Seine Bleiglasfenster befinden sich in der Anglikanischen
Kirche St. James and St. Philip (1991) in Palma de Mallorca,
in Santa Eulalia (1993), der ältesten Kirche der Balearen,
sowie in den Fensterrosen für das Kloster Lluc/Mallorca
(1994) und der Ermita de la Santissima Trinitat/Valldemossa-Mallorca
(1997), im Sant Pere i Sant Pau de Algaida/Mallorca (1999),
im Consolat de Mar, dem Amtssitz der autonomen Balearenregierung
Palma/Mallorca (1999), im Ergoline Schulungszentrum, Windhagen,
(1999), East Worldham, (2001), (England), in dem Königlichen
Karthäuserkloster in Valldemossa, (2004), (Mallorca,
Spanien), dem Kloster von Cura, (2005), (Mallorca, Spanien)
und im Castillo Hotel Son Vida von Palma,
(2006) (Mallorca, Spanien).
Nach einer Reihe von Aufträgen im öffentlichen
Raum wurde im November 2005 eine vierteilige Cortenstahlgruppe
auf der ‘PLAZA DE LA CONCORDIA’ in Sa Pobla,
Mallorca eingeweiht.
Nach den vielen Auszeichnungen in Südafrika im Jahre
1981 in Monte Carlo den PRIX DE LA VILLE DE MONACO; 1982
den 1. Preis CIUTAT DE PALMA; in 1987 auf der 2. BIENNALE
IN BARCELONA einen Sonderpreis. 1995 gewann er den 1. Preis
im PREMIO NACIONAL DE ACUARELA GUARRO CASAS. Sein Entwurf
für das denkmal an die TOLERANCE-ZAHOR-1691 gewann
den 1.Preis 1995. 1999 wurde er zum ersten EUROPÄER
DER BALEAREN gewählt. 2003 wurde er mit dem PREMIO
DIARIO DE MALLORCA und 2004 mit dem PREMI POPULARS –
OBISPO TEODOR UBEDA ausgezeichnet.
Für den Hochkommissar für Fluchtlinge der Vereinten
Nationen hat er drei Plakate entworfen: 2001 zum 50. Jahrestag
des UNHCR und anlässlich der Erklärung des 1.

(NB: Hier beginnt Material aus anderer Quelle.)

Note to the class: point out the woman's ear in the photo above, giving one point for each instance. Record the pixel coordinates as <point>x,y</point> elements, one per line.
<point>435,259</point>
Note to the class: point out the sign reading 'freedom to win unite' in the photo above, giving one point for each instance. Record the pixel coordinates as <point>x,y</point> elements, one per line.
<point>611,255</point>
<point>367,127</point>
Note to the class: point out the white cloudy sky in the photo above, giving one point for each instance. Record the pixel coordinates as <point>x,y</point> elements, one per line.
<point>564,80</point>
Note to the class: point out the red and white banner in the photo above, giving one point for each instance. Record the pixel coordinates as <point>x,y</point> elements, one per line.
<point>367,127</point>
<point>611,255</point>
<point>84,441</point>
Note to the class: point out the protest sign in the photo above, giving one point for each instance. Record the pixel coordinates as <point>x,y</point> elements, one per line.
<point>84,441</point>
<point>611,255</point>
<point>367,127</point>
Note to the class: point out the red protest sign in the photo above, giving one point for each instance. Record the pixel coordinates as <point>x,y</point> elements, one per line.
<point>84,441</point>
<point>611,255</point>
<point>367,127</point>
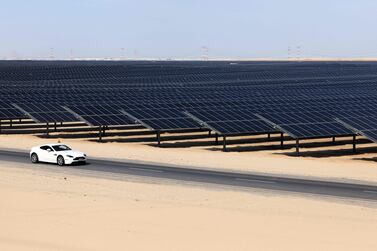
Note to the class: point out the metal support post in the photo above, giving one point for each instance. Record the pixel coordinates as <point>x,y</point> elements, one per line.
<point>224,143</point>
<point>354,143</point>
<point>158,138</point>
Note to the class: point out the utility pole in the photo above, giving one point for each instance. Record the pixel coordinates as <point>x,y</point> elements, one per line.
<point>205,53</point>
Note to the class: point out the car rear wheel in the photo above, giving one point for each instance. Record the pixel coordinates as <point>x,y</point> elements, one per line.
<point>34,158</point>
<point>60,161</point>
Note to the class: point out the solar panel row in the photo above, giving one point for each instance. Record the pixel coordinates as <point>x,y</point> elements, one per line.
<point>301,99</point>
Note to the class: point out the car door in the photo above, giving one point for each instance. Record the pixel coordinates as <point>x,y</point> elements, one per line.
<point>47,154</point>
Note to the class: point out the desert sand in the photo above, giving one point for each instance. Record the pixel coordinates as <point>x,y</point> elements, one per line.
<point>44,207</point>
<point>47,208</point>
<point>359,168</point>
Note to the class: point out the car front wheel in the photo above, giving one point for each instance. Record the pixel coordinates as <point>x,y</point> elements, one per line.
<point>60,161</point>
<point>34,158</point>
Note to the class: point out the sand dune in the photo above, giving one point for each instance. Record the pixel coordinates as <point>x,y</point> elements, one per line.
<point>355,168</point>
<point>40,210</point>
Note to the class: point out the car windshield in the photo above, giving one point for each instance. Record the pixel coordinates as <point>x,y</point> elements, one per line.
<point>61,148</point>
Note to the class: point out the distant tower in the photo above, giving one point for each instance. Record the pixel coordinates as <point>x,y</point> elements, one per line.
<point>298,52</point>
<point>136,54</point>
<point>52,56</point>
<point>122,53</point>
<point>205,53</point>
<point>71,54</point>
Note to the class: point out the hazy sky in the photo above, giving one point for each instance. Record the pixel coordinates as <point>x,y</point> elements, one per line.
<point>179,29</point>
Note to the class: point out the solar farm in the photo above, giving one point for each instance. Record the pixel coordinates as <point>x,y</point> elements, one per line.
<point>293,100</point>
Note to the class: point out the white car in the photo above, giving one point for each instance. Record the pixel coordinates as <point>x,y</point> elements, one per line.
<point>56,153</point>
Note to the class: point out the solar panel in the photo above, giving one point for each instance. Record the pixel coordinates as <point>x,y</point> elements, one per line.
<point>163,119</point>
<point>149,113</point>
<point>168,124</point>
<point>231,121</point>
<point>221,96</point>
<point>316,130</point>
<point>364,123</point>
<point>106,120</point>
<point>11,113</point>
<point>101,115</point>
<point>53,117</point>
<point>303,125</point>
<point>240,127</point>
<point>224,115</point>
<point>371,134</point>
<point>46,113</point>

Weltflüchtlingstages wurde eine Sonderedition aufgelegt.
Zum internationalen Kongress des Max Planck Instituts für
extraterrestrische Physik (Munchen) entwarf er das Plakat
EINSTEINS LEGACY, November 2005.
1996 arbeitete Nils Burwitz mit Joachim Schroeder an drei
Dokumentarfilmen über Südafrika und Namibia im
Auftrage des WDR/ARD, Köln. 1997 nimmt er am Programm
“Songs of Praise” des BBC/TV mit Sir Harry Secombe
teil. In Zusammenarbeit mit 16 Künstlern (Allen Jones,
Immendorf, Nam June Paik, Polke, Sol LeWitt, Walter de Maria
etc) für den Kulturkoffer DIALOGUE OF CULTURES, der
von E.A.Quensen, Lamspringe, Germany für die Expo 2000,
Hannover, zur Förderung des Nelson Mandela Children’s
Fund produziert wurde, legte Nils Burwitz die Lithographie
“Wiege der Menschheit” auf.
Während der letzen 8 Jahre war er Vorstandsmitglied
der Bruderschaft der Blutspender Mallorcas.

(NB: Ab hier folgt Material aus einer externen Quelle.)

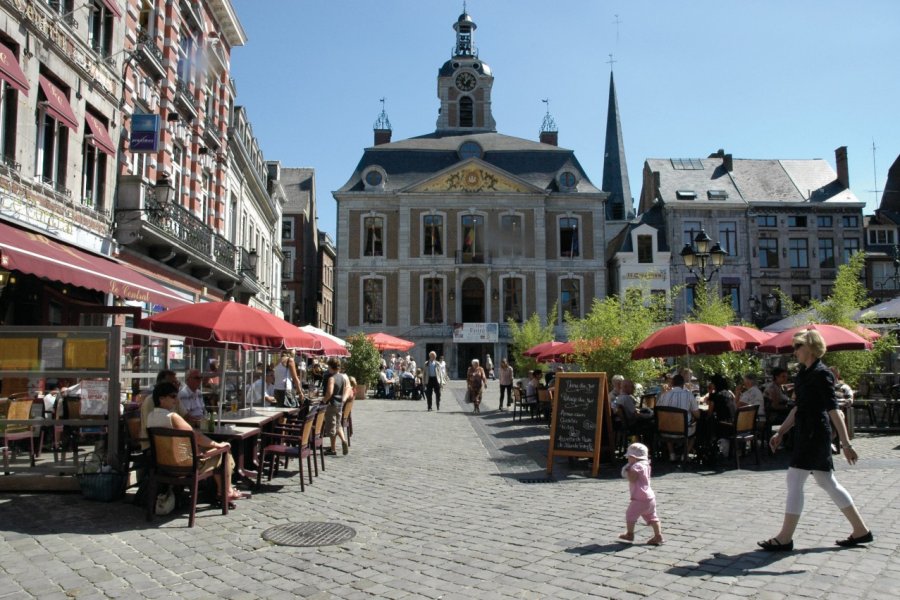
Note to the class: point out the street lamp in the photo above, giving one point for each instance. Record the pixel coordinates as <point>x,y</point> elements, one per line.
<point>701,256</point>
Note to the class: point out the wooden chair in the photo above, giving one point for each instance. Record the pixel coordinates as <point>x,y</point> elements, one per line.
<point>175,459</point>
<point>21,410</point>
<point>347,419</point>
<point>745,430</point>
<point>317,443</point>
<point>672,425</point>
<point>291,443</point>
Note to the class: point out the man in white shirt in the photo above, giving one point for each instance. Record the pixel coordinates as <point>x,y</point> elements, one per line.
<point>191,399</point>
<point>752,394</point>
<point>679,397</point>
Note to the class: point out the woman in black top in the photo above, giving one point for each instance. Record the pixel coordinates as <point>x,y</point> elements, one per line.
<point>812,418</point>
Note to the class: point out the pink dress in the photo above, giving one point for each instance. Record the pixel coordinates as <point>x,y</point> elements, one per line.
<point>643,500</point>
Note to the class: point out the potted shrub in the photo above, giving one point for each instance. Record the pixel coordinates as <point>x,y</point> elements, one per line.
<point>363,364</point>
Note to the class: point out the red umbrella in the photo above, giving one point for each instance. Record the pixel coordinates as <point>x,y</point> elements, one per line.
<point>836,339</point>
<point>231,323</point>
<point>383,342</point>
<point>687,338</point>
<point>753,337</point>
<point>535,351</point>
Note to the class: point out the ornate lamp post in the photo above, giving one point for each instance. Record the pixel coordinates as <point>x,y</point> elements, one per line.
<point>700,255</point>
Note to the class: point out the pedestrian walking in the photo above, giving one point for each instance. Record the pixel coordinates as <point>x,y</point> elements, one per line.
<point>434,377</point>
<point>643,499</point>
<point>812,418</point>
<point>505,381</point>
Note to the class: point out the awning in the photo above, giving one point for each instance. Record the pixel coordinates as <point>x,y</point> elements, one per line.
<point>99,135</point>
<point>111,5</point>
<point>58,104</point>
<point>11,72</point>
<point>38,255</point>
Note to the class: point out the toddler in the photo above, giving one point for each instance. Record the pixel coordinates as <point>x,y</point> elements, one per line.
<point>643,500</point>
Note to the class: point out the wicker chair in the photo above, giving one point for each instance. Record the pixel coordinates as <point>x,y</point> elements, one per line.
<point>176,459</point>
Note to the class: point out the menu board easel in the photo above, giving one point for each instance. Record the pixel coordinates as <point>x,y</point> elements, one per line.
<point>581,409</point>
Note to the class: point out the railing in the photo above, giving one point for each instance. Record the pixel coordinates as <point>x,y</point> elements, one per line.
<point>224,252</point>
<point>472,258</point>
<point>180,224</point>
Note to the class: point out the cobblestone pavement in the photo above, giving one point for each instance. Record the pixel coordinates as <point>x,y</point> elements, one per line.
<point>440,512</point>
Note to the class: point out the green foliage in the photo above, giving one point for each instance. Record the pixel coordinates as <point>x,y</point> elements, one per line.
<point>527,335</point>
<point>364,361</point>
<point>612,329</point>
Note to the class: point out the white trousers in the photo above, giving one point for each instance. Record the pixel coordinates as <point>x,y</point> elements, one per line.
<point>797,477</point>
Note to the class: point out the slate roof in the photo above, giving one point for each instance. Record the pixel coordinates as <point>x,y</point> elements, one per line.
<point>298,188</point>
<point>655,218</point>
<point>751,181</point>
<point>414,160</point>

1975 wurde ihm anläßlich der XI. Grafikbiennale
in Ljubljana der Kunstkritikerpreis verliehen. Zoran Krzisnik,
der seit 42 Jahren diese Biennale leitet und Direktor der
Moderna Galeria in Ljubljana ist, erläutert:
“Nils Burwitz, Brückenbauer und Mauerspringer
von Natur, versucht, durch Konfrontation nicht Gegensätze,
sondern gegenseitiges Verständnis zu vergrößern...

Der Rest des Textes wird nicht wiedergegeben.